第23話 勝利の果てに

 静寂に包まれた森のなかで、リリアーヌは目に嬉し涙を浮かべていた。今まで一度も魔術をまともに使えなかった少女が、完全に制御した大魔術を行使できた。夢にまでみた光景に、感動せずにはいられなかった。


「わたし……魔術が……使えました……」

「俺がリリアーヌの魔力をコントロールして、な。でも魔術を全く使えないわけじゃないことは証明できた。ただ、体質的に魔術が使いにくいのかもしれない」

「どういうことです……?」

「後で説明してやろう。まだ全て、解決したわけじゃないからな」


 ぽんとリリアーヌの頭に手を置いて、イグナーツは倒れている魔族の傍に寄った。肌は薄黒く焦げ、服はあちこち破けている。口をあんぐりと開け、白目をむきながら倒れている彼の傍で、イグナーツはしゃがみこんだ。


「何死んだふりしてるんだ」


 イグナーツが頬を叩くと、魔族は薄っすらと目を開けた。魔族は体の大半が魔力で出来ているため、体を構成する魔力そのものにダメージを食らうと動けなくなってしまう。


 普通であれば、防御用の魔力を覆うのだが、この魔族はそれを怠っていたのだろう。もし纏っていたとしても、より強固にしなければ今の攻撃は防げない。


「くっ……まさかあんな力を持つ天族がいるなんて……」


 魔族は悔しげに言葉を漏らす。もし魔族があのときリリアーヌを侮らなければ、俊敏性を更に強化し、攻撃前に討つことができただろう。


 イグナーツはため息をついた。


「だからいつも油断するなと言っただろう」

「は? お前は俺の何を――」


 イグナーツは短刀をゆっくりと取り出した。


「お前は自分の力を過信しすぎるんだよ。魔術使い同士の戦いで大事なのは、どちらが先に仕掛けるか、だと何回言えば分かる。相手が経験不足であろうと、老人だろうと、子供だろうと……強力な魔術を掛けられたら負けるんだ。お前が最初から本気出せば、俺らなんか一瞬で殺せたろうに」


 話を聞いていた魔物の目が、段々と驚愕で見開く。

 その説教を彼は知っていた。何度も何度も、耳が痛くなるほど聞かされていた説教を忘れるはずがない。


「――お前は……貴方様は……!」


 死んだはずの彼だと、魔族は直感した。

 

 だが、


「続きはあの世で反省するんだな……コンラーディン=バーデン」


 一直線に短刀を振り下ろし、心臓へと付き立てる。

 魔族コンラーディンは目を大きく開きながら、ぴくりと体を痙攣させ動かなくなった。


 イグナーツはふうと小さく息を吐き、短剣を抜く。薄紫の煙と鮮血が、とどまることなく溢れ出てくる。少しコンラーディンの死に顔を見ていたイグナーツは、くるりと踵を返した。


「さて、帰るか。あれほどの魔力を放っては、直にここに駆けつけてくる。少し遠回りになるが、一旦南の方に逃げるか。そうすればパラルロムに犯人がいるとは思わないだろう」

「……イグ」

「何辛気臭い顔してるんだ。せっかく収穫があったんだ。喜べよ」


 イグナーツは血のついたナイフを、周囲の草木で拭う。

 そして南の方へと駆け出した。まるでこの場から逃げ出すように、一直線に走っていく。


 ティネとリリアーヌは黙って後をついていく。




 城の南方には深い樹林が続いている。既に日は沈み、ただでさえ暗い中をイグナーツたちは歩き続けていた。


 ティネは神妙な面持ちで俯きながら歩いていた。


 あの魔族……コンラーディンの名をイグナーツはフルネームで覚えていた。そして彼の戦う際の癖を知る程度には、一緒にいた存在である。

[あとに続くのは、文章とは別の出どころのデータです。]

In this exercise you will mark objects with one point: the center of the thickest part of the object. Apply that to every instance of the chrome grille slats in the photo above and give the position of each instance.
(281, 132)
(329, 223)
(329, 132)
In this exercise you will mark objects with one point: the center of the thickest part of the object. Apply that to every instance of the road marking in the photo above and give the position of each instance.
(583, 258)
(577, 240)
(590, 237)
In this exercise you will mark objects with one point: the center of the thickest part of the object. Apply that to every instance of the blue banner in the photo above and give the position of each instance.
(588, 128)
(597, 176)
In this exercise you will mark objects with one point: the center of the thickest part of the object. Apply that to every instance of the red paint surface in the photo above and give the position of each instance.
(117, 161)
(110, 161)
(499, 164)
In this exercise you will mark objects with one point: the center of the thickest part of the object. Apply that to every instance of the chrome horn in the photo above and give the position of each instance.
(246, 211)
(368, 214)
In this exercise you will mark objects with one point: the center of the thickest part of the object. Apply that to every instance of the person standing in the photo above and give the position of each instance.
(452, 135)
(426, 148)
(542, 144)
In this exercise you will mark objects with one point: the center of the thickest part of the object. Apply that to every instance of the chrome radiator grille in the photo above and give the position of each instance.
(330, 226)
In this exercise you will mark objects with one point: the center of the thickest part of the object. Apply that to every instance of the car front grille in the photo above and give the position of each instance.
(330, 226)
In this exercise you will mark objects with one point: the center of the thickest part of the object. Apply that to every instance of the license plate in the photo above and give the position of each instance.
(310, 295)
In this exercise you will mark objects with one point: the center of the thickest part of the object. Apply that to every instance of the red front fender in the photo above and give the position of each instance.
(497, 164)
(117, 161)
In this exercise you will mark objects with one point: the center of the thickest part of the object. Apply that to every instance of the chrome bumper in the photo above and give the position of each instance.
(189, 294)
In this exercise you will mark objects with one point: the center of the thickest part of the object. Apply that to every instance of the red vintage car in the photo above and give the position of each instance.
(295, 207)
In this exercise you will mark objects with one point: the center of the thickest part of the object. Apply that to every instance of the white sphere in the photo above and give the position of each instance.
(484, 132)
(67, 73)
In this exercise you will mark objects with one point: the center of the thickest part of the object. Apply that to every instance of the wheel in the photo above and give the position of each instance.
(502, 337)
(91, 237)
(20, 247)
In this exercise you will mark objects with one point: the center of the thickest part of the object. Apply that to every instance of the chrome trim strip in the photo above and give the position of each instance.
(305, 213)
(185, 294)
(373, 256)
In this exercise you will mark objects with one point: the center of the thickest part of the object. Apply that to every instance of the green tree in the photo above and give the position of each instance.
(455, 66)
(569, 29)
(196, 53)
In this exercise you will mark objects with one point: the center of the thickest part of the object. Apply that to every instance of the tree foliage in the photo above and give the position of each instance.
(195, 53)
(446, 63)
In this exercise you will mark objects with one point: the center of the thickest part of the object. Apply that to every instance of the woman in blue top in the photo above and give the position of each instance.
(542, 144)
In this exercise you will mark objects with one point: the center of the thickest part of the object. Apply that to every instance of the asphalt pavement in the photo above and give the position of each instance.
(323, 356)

 そんな相手を殺して、平然といられるものなのだろうか。

 ティネは人を殺めたことが無いから分からない。身近な者の死を経験したことが無いから分からない。それでも、その人にとって親しき者の死は、決して小さくないと思っていた。


「ねぇ、イグ。コンラーディンってどんな人だったの?」


 だからこそ、不意に聞いていた。

 唐突な質問にイグナーツは少し驚いた顔をした。


「どうした? 死んだ相手の情報を聞いたところで、何も得るものは無いと思うが? それとも有用であれば実験材料にしようってことか?」

「そんなことないよ! 死体に魔力は宿らないし……ただ純粋な疑問だよ」

「そうか。お前はそういう無駄口をするような性格ではないと思っていたが……まあ、減るもんじゃないからな」


 イグナーツは顎に手を当てて、記憶を手繰り寄せる。


「……あいつは戦闘部隊にいたヤツでな。結構な問題児だったんだ。人の言うこと聞かないし、あんなチャラい服をいつも着ているし。俺が直接稽古をつけてやったときも、何度も油断と隙を突いてやったものだ」

「なんだか、わんぱくなこどもって感じだね」

「そうだ、あいつはこどもだ。態度だけが大人で、見えっ張りなこどもなんだ」


 イグナーツはふふっと思い出し笑いする。


「あいつの性格は、よく言えば純粋だった。感情が先に出るタイプだったんだな。だからこそかもしれないが、なかなか愛嬌があり憎めないやつだった。不思議と人望もあってな……次期の部隊長になるんじゃないかとも言われていた。さっきはああだったが、本気を出せばかなり強いやつだからな」

「そっか」


 ここまで饒舌に喋るイグナーツを、ティネは初めて見た。笑みを浮かべるイグナーツを初めて見た。気怠そうな感じもなく、面倒そうな雰囲気もない。


「ねぇ、イグ。あなたは……魔族を殺さなくてもいいんだよ」

「……やっぱりそういうことか。ったく、余計な気を……」


 イグナーツはポンとティネの頭に手を載せた。


「俺は子供じゃない。何をすべきか分かっているし、私情を挟むようなこともしない。だから気にかけなくていいんだ」


 ティネは黙ってこくりと頷いた。

 言い返したかったが、あまりにも硬い鉄の仮面を外せる気がしなかった。彼の心は、今も前も……本人は否定しているが……ずっと、あの城の中にあるのだ。故郷から共にいた家族同然の仲間がいるエーフェンベルグ城の中に。


「それよりも喜べよ。スピスは取れたし、リリアーヌも俺の助力があったとはいえ魔術が使えた。かなりの進歩だろう。な?」

「……そうだ、ね」


 笑みで顔を固められたイグナーツに、ティネは何も言い返すことができなかった。